A team with more car/driver combinations can apply any found advantage to each of its cars. Such advantages then result in better performances for all cars on the team, and hence greater performance revenues. Consider Figure 1 in which marginal cost (MC) increases sharply as car speed increases and such costs are assumed to be the same for multi-car teams as for single car teams. Since newly discovered speed advantages can be applied to all cars on a multi-car team, those teams can generate greater revenues for the team (MR M = marginal revenue for multi-car teams) than any such advantage generates for a single car team (MR S = marginal revenue for single car teams). Following optimization principles then, multi-car teams would find it worthwhile to achieve a speed of S M, whereas single car teams have incentive to achieve a speed of only S S. If this analysis is correct, multi-car teams would be expected to achieve greater speed in general than single car teams.

Second, it is an empirical fact that larger teams attract greater sponsorship resources, in part because they are more successful. Then, if the sharply increasing marginal costs mean that multi-car teams are more likely to engage in expensive research for given performance benefits and sponsorship revenues depend on performance, the dominance of multi-car teams can be explained (at least in part) by this simple economic analysis.

Figure 1

Figure 1: Multi-car versus single car teams

Third, teams with more sponsorship income are able to offer greater compensation to crewmembers, hire more experienced and specialized team members, such as aerodynamicists, and can more easily afford expensive technology and testing.

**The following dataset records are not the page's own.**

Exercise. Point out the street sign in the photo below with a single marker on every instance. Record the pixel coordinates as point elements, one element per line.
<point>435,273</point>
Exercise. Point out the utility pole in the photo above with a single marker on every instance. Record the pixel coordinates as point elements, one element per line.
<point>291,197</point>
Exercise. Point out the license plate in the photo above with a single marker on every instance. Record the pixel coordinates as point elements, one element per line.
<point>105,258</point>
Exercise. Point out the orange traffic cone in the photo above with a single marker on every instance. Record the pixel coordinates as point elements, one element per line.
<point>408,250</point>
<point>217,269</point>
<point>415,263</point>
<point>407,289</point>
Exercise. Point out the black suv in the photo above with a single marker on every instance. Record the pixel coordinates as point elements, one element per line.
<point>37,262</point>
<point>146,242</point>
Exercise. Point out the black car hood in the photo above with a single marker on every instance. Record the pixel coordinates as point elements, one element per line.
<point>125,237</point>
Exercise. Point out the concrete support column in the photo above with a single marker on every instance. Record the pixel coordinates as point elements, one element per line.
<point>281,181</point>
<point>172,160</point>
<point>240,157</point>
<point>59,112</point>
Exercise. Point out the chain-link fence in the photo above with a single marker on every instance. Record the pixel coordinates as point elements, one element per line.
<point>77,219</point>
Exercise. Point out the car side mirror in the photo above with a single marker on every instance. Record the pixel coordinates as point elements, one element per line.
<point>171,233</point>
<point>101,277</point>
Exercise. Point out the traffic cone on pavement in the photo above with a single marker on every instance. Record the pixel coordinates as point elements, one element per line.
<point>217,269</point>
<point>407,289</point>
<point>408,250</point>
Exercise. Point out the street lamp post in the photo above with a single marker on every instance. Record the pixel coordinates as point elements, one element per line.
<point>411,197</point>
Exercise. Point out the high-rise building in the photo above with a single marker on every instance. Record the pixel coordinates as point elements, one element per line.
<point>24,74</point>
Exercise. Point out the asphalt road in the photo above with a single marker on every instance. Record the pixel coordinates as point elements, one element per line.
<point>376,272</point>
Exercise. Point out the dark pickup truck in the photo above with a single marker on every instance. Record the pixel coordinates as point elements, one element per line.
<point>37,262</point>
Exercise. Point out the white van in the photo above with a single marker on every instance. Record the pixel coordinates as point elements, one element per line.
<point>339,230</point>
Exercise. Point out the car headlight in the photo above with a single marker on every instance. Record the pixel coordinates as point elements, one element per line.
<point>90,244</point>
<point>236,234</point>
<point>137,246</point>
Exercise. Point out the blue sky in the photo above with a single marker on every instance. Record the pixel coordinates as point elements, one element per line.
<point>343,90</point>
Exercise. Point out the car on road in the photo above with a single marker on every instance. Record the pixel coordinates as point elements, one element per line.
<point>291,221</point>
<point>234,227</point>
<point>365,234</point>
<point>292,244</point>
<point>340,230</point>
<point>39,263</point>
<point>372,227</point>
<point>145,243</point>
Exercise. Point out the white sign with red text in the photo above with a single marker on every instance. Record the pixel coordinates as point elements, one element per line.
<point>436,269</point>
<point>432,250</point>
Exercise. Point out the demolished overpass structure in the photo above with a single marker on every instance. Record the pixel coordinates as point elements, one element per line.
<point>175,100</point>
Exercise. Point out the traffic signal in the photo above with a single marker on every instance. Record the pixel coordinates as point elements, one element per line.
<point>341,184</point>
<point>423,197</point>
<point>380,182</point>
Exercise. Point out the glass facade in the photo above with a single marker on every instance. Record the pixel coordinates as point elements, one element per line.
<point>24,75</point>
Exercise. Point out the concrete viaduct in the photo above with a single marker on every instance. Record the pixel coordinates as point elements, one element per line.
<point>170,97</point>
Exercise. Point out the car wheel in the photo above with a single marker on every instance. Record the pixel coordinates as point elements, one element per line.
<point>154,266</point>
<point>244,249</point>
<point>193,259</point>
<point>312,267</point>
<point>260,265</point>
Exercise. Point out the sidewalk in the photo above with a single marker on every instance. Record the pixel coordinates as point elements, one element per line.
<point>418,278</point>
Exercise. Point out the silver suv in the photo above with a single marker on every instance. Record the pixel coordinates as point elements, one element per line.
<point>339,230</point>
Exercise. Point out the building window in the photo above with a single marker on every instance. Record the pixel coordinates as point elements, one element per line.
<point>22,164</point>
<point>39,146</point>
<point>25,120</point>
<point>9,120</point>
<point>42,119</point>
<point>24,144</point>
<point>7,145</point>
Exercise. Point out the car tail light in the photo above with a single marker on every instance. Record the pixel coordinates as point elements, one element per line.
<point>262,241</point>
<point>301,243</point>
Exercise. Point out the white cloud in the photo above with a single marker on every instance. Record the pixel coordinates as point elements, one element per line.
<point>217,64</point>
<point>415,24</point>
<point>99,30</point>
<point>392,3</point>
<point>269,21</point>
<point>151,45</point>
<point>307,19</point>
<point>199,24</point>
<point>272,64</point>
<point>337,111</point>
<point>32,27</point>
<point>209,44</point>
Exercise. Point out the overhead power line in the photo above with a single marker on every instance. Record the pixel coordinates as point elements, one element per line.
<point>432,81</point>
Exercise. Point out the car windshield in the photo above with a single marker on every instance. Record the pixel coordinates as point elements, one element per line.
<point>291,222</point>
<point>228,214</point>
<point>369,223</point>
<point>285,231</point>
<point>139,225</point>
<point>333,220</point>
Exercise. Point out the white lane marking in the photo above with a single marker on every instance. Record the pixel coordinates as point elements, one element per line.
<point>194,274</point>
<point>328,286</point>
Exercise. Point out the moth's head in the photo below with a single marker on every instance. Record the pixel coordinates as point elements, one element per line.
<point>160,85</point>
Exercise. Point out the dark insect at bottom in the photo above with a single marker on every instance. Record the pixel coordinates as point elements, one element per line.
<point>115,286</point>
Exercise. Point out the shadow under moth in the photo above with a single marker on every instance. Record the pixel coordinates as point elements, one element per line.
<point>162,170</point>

Fourth, substantial barriers to success for smaller teams (especially single car teams) may also exist because of scale economies. The advanced technology machinery for making racing parts would be an example of the “lumpy inputs” explanation of scale economies thought to be the most common reason for decreasing long run average cost. Larger teams would then have an advantage since the production of such parts for the team would necessarily be larger in scale.

Other advantages also accrue to multi-car teams. Operationally, multi-car teams also have more test dates available to them at Winston Cup tracks. Hence, more data can be collected and shared among team members when it comes to setting up the cars for races at those tracks. Multi-car teams also have built-in drafting partners, although the NASCAR literature suggests that at the end of the race each driver is “on his own,” (Cotter, 1999; Dolack, 2003; Hinton, 1997; Pearce, 1996, 2003).

Empirical Specification: Races and Data

The data for this project were collected from a variety of Web sites, http://www.nascar.com (Past Race Archive, 2002, 2003), http://jayski.thatsracin.com/ index.html (Statistics Pages from Jayski. 2002), and http://www.foxsports.com/named/ FS/Auto (Nextel Cup Standings, 2002, 2003). The variable we wish to predict is the order of finish, which is of course, available for each race on the Winston Cup circuit.

Individual Races

The 14 races for which we collected data include short tracks, speedways, super speedways, and a road course. To determine if the same factors are related to order of finish of different races at the same track, we also included both races run at Daytona and both races run at Michigan in 2003. The specific races for which we collected data are: the Brickyard 400 at Indianapolis Motor Speedway, the Food City 500 at Bristol Motor Speedway, the Coca-Cola 600 at Lowe’s Motor Speedway, the Carolina Dodge Dealers 400 at Darlington Raceway, the Daytona 500 at Daytona International Speedway, the Pepsi 400 at Daytona International Speedway, the Virginia 500 at Martinsville Speedway, the Sirius 400 at Michigan International Speedway, the GFS Marketplace 400 at Michigan International Speedway, the Chevy Rock & Roll 400 at Richmond International Speedway, the Aaron’s 499 at Talladega Superspeedway, the Samsung/Radio Shack 500 at Texas Motor Speedway, the Tropicana 400 at Chicagoland Speedway, and the Sirius at the Glen at Watkins Glen International.

The potential explanatory variables for order of finish collected for each race were as follows:

ptime = the practice time closest to race time.

qspeed = the speed at which the car/driver qualified.

pole = position of the car at the start of the race.

points = points scored in the Winston Cup Series for the prior year.

laps = number of laps completed for all Winston Cup races in the prior year.

DNF = did not finish, the number of races in which the driver failed to finish, prior year.

rookie = a dummy variable equal to 1 if the driver was a rookie in 2003, and equal to

0 otherwise.

# drivers = the number of cars/drivers a multi-car owner fields (for 2003, values = 1,2,3,4).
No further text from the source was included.